Si algo une a la nueva izquierda europea es su decisión de sujetar la globalización a la ley y la política. El «darwinismo global» sólo genera inestabilidad, crisis financiera y desigualdades crecientes. La misión de la nueva izquierda es controlar la globalización y regular democráticamente los conflictos que de ella se derivan. Ello no significa que la izquierda tema a la globalización. Al contrario, ve en los procesos de mundialización un nuevo territorio histórico en el cual actuar.
La globalización le permite a la izquierda llamar la atención sobre la distancia creciente entre espacio económico y control político. Existe, en otras palabras, una economía veloz y una adaptación política lenta. En estas circunstancias, el control democrático se vuelve difícil, pero ello mismo obliga a la izquierda a combatir las distorsiones del mercado en la distribución de recursos, a equilibrarlo con medidas de solidaridad social, defensa del medio ambiente, creación de bienes públicos y prioridad a la política como instrumento de decisión racional. La globalización da enorme influencia a los agentes no políticos y despoja de poder a los poderes electos a favor de los no electos. El peligro no es ya el «ogro filantrópico», el Estado devorador criticado por Octavio Paz, sino el «ogro desatado», el mercado sacralizado cuando, en palabras de Milos Forman, «salimos del zoológico y entramos a la selva». Que el mercado y la política se apoyen mutuamente. Tal es el desiderátum de la nueva izquierda. «Vivimos en una economía de mercado, pero no en una sociedad de mercado.» Esta consigna de Jospin es central a la filosofía de la nueva izquierda. Pero precisamente porque han surgido nuevas desigualdades al lado de las antiguas, la izquierda reafirma el valor de la igualdad y, lejos de temerle a la globalización, ha de ver en ella un nuevo territorio histórico en el cual actuar. Norberto Bobbio no ha dejado de insistir en la centralidad del tema igualitario para definir las políticas de izquierda como valores iguales y oportunidades iguales para cada individuo. La globalización, lejos de arrumbar el concepto de la igualdad, lo debe revalorizar en un horizonte ampliado, sin dogmas deterministas, pero con políticas tan concretas como puedan serlo, en primerísimo lugar, la oportunidad educativa en todas sus dimensiones modernas: educación básica, superior y, desde ahora, vitalicia.

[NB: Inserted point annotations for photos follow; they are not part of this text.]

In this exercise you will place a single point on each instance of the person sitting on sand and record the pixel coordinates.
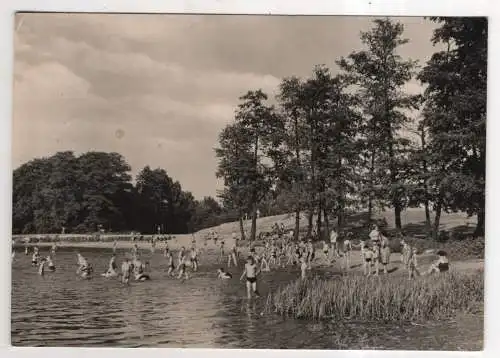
(126, 270)
(251, 272)
(442, 264)
(223, 275)
(412, 264)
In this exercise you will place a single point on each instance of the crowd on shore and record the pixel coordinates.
(279, 251)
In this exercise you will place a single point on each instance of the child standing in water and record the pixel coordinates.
(126, 271)
(171, 266)
(250, 272)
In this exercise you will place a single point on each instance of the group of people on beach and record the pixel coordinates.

Quienes se oponen a la innovación, conducen a los obreros al fracaso. La nueva izquierda no puede ser un neoluddismo sino una política de oportunidades crecientes para el trabajo mediante arreglos contractuales que tomen en cuenta no sólo la flexibilidad de las empresas, sino la de los trabajadores. Han muerto el fordismo capitalista y el estajavonismo soviético. Más que políticas de pleno empleo, la izquierda debe definirse a favor del empleo satisfactorio que puede conducir a un creciente empleo con más trabajos temporales, de duración limitada y movilidad mayor, lo cual, para regresar a la base misma del proyecto, implica contar con sistemas de educación y entrenamiento continuos. El gobierno francés de Jospin es el que más rápidamente se dio cuenta de que la economía moderna multiplica el destino del trabajo e implica mejor salario con menos horas en más ocupaciones.